As much as eMeg tries to muddy the waters on immigration, however, Poizner’s support for the Arizona immigration law, which he endorsed at last month’s big San Jose debate, just 48 hours after he said he opposed it, is now a sharp point of differentiation between the two that is working for him in appealing to conservative GOP primary voters.

Bottom line: eMeg’s new ad has a strong odor of desperation, and the look of a piece that was thrown together by committee on a tight deadline, a reflection of where things stand in the primary race with three weeks to go.

So different is it from the rest of her communications strategy that a rumor has spread on the internets that she has suddenly turned to the New York-based advertising firm BBDO to write it, a claim that eMeg’s mouthpiece, the volcanic Sarah Pompei, flatly denied.

“This is the musings (cq) of an internet gadfly,” she said.

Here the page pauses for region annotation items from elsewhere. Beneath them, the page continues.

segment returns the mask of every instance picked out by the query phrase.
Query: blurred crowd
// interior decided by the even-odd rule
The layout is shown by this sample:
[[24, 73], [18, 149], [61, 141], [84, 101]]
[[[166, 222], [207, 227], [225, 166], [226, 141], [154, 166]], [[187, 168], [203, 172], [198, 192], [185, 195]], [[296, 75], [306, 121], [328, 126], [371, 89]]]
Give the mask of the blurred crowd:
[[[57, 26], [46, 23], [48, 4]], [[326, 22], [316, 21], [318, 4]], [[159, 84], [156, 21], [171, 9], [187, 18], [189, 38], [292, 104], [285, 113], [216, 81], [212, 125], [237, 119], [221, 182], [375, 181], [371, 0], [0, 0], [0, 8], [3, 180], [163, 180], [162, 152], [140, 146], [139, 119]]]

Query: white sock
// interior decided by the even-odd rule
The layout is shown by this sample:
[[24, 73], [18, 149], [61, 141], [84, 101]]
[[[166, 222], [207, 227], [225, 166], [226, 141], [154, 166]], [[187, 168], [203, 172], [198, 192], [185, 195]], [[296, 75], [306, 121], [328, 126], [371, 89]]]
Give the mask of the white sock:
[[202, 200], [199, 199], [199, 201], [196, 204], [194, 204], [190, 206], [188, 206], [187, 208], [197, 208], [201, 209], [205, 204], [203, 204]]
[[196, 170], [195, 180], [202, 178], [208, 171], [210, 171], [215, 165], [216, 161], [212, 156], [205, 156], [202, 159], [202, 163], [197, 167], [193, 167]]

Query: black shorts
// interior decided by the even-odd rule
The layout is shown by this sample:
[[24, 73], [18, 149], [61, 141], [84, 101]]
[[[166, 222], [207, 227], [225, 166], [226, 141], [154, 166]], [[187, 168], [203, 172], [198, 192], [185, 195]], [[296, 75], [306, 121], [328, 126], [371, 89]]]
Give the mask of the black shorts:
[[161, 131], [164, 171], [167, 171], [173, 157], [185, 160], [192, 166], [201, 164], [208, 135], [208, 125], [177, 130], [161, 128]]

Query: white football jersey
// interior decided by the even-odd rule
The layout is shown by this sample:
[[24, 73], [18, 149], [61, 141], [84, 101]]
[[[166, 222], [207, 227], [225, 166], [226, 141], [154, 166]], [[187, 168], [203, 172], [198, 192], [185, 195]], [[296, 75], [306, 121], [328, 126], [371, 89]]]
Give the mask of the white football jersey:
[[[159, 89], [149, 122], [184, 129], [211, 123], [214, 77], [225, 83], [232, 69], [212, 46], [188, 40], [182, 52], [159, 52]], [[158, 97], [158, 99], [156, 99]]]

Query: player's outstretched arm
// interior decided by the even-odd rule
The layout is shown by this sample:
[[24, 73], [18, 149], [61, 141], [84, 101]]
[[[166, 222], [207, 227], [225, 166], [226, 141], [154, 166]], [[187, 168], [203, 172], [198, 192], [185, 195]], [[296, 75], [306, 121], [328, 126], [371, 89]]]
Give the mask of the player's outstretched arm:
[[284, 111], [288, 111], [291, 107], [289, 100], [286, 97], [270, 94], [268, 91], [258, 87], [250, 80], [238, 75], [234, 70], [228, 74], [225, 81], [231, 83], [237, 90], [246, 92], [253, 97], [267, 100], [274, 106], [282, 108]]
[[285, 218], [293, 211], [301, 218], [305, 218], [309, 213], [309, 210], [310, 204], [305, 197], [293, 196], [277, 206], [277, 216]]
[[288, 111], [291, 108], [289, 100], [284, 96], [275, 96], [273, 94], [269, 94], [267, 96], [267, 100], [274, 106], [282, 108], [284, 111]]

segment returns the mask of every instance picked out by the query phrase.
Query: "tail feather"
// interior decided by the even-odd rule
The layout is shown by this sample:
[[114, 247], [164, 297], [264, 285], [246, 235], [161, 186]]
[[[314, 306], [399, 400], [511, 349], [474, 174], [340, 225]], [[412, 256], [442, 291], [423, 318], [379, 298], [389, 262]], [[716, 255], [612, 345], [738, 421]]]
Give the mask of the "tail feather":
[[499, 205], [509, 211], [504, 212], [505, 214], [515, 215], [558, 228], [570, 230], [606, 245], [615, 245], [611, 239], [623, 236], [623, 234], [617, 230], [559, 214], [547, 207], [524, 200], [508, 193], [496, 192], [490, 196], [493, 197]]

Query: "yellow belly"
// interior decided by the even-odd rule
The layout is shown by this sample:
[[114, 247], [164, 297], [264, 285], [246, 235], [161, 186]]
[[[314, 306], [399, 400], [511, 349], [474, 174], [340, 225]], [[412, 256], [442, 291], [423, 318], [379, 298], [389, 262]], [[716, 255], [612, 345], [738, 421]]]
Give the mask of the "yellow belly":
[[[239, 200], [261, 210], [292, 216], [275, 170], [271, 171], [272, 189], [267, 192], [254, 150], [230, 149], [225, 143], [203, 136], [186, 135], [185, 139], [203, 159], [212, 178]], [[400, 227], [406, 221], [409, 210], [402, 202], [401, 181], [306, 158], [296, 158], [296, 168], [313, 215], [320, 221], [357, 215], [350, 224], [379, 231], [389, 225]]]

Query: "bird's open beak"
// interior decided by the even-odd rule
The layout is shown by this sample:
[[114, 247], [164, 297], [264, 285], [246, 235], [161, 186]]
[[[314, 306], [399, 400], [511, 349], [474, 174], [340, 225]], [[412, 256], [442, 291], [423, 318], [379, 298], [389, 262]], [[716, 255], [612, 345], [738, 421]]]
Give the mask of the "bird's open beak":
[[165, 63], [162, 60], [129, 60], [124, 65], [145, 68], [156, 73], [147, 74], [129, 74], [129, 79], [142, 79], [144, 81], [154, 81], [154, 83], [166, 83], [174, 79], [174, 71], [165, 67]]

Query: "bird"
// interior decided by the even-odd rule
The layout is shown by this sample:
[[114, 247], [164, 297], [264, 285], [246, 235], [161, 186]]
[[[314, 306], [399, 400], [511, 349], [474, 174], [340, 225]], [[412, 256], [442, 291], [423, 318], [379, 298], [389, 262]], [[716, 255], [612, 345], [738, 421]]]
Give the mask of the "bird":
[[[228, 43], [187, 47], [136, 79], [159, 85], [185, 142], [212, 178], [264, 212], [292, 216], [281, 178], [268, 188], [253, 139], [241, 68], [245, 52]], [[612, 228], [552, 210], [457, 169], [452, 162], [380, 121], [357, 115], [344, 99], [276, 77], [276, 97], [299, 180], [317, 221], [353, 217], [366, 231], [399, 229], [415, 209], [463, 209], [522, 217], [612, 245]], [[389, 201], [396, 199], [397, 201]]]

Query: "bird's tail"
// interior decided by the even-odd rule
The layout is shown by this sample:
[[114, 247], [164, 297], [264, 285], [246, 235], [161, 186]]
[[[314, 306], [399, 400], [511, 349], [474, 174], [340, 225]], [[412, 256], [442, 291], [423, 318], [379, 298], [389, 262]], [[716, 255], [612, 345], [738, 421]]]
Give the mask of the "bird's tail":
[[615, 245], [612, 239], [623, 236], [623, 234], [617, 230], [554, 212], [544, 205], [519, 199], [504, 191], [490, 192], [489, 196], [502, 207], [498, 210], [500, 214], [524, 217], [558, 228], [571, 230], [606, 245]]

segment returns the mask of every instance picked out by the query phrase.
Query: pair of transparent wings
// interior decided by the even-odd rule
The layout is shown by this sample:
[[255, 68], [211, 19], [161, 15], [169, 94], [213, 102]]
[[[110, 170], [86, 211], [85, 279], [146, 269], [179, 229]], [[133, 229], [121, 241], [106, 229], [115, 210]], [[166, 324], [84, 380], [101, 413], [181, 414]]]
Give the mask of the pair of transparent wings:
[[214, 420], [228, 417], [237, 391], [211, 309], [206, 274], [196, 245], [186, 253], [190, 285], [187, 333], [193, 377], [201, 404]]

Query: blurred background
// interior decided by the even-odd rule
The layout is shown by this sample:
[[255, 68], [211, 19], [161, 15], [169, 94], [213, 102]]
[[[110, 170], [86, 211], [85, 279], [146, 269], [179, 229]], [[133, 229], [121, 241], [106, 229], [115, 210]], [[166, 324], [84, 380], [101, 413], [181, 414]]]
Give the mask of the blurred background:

From an undisclosed location: Big Dick Cheney’s endorsement of eMeg, in a Sunday op-ed in the Orange County Register, is a nice little coup, and its timing suggests a determination by Team Whitman to regain control of the news cycle, in a week when at least one new big poll will offer fresh, independent evidence of whether and, if so, by how much Poizner has actually slashed eMeg’s once-commanding lead.